Thursday, October 23, 2014

Ryan K. Smith's "Robert Morris's Folly"

Ryan K. Smith is associate professor of history, Virginia Commonwealth University.

He applied the “Page 99 Test” to his new book, Robert Morris's Folly: The Architectural and Financial Failures of an American Founder, and reported the following:
Page 99 of Robert Morris’s Folly starts with a letter written by an American woman in London, who was requesting details on a fantastic house she had heard about under construction in Philadelphia. In 1794 – just before the project began going badly – she wrote,
“Mr. Morris is building a palace, do you think Monsieur l’Enfant would send me a drawing of it? Merely from curiosity, for one wishes to see the plan of a house which it is said, will cost, when finished £40,000 Sterling.” This figure translated to nearly $200,000, at a time when Philadelphia laborers earned perhaps $300 yearly and could rent a small brick dwelling for under $80 a year.
The page then follows through with the ramifications of this particular bit of gossip as it circulated. In the letter’s query, the house was tied directly to its patron, the wealthy “financier of the American Revolution,” Robert Morris, and his storied architect, Major Peter [Pierre] C. L’Enfant. Aside from the sheer enormity of the rumored cost of the house, it was a peculiar thing to call an American house a “palace” – a residence for a king or aristocrat, certainly not a citizen of the new American republic. As a line down the page states, this wealthy woman “seemed mildly entertained by the idea, but what of, say, members of the Philadelphia militia companies?” Or other laboring residents?
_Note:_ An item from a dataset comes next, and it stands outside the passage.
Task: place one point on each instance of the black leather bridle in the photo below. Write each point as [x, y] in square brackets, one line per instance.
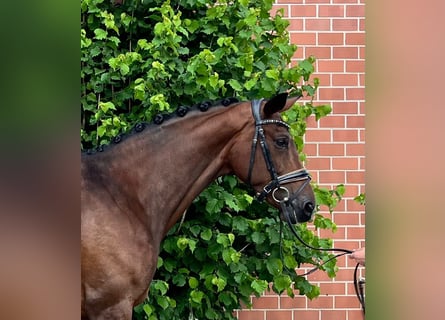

At the end of the page, the story shifts to related happenings that summer in London, including Morris’s friend John Jay’s arrival as part of treaty negotiations with Britain, and also a lover’s scandal there involving one of Morris’s sons. It all points up to Morris’s many follies – his oncoming public humiliations and entrance into debtor’s prison.

So I do think page 99 is representative. The book is an “architectural biography,” showing how politics, finance, and art intertwined in the life of a key figure in the early American nation. And I think the story has an uncanny resonance today.